AI models can write, reason, code, generate media, and control robots—often matching or surpassing expert human performance on specific tasks. In this first section, we’ll try to give you a sense of what AI is actually capable of doing as of late 2025. Numbers and graphs don't really make these capabilities tangible, so we will try to include as many videos, images, and examples to really help you get a sense of where AI currently stands. But in case you are interested, we also mention benchmark scores that measure progress quantitatively.
The trajectory matters more than a snapshot. This section can serve both as a quick history and as a snapshot of current capabilities. As you read through it, try to keep in mind how quickly we got here. Language generation went from coherent paragraphs to research assistants in a few years. Image generation went from laughable to professional-grade in a decade. Video generation seems to be following a similar path compressed into three years.

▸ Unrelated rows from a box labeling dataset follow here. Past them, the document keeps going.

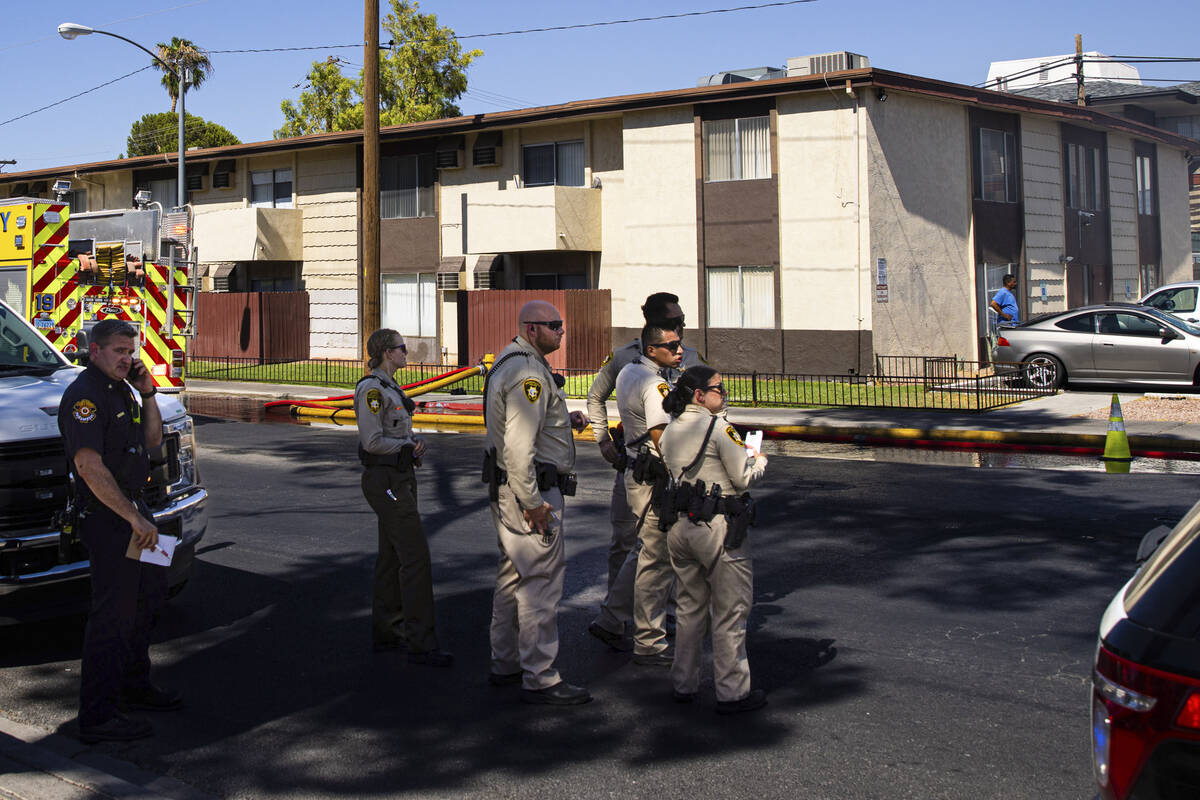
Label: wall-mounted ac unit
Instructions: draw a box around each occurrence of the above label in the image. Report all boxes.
[787,50,871,78]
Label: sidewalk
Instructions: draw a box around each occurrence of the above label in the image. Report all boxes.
[187,380,1200,453]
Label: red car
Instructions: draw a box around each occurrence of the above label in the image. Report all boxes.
[1092,503,1200,800]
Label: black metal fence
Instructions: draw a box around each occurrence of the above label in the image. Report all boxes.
[187,356,1054,411]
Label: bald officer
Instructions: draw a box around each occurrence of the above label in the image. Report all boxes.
[484,300,592,705]
[588,291,704,588]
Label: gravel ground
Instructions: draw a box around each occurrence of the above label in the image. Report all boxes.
[1076,396,1200,422]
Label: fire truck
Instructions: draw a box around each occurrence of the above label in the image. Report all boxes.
[0,190,196,392]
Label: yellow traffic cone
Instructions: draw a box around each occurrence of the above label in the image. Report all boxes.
[1102,392,1133,471]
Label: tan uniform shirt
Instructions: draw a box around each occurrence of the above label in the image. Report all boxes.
[617,356,679,456]
[659,403,767,494]
[588,338,704,441]
[354,367,416,456]
[484,336,575,510]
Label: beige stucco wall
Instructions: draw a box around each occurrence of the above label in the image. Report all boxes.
[1021,114,1067,317]
[776,95,872,331]
[868,91,978,359]
[293,145,359,359]
[1158,144,1192,283]
[614,107,698,329]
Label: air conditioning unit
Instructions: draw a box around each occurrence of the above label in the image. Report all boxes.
[787,50,871,78]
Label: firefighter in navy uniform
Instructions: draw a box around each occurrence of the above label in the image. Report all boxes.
[354,327,454,667]
[484,300,592,705]
[588,291,704,587]
[59,319,182,744]
[659,366,767,714]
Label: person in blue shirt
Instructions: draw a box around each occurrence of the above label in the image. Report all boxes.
[991,275,1020,325]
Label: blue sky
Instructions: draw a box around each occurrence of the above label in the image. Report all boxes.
[0,0,1200,172]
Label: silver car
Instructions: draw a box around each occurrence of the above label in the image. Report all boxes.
[992,302,1200,389]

If you’re already familiar with AI or machine learning , some of these stories might be review for you, but hopefully everyone who reads will be able to take away at least one new thing from this section.
Games #
Game-playing AI is already at the superhuman level for many games. Comparing AI and humans at games has been a common theme through the last few decades with AI making continuous progress. IBM’s Deep blue defeated chess grandmaster in 1997 (IBM, 2026), IBM’s Watson won overwhelmingly at Jeopardy! in 2011 (IBM, 2026), and AlphaGo managed to beat the Go world champion Lee Sedol in 2016 (DeepMind, 2016). AlphaGo was a landmark moment, because this is a game with more possible positions than atoms in the observable universe. During game 2, AlphaGo played Move 37, a move that had a 1 in 10,000 chance of being used. Commentators initially thought it was a mistake, instead it was the move that several rounds later led to winning the game. The move demonstrated sparks of creativity that diverged from centuries of human play that the model was trained on.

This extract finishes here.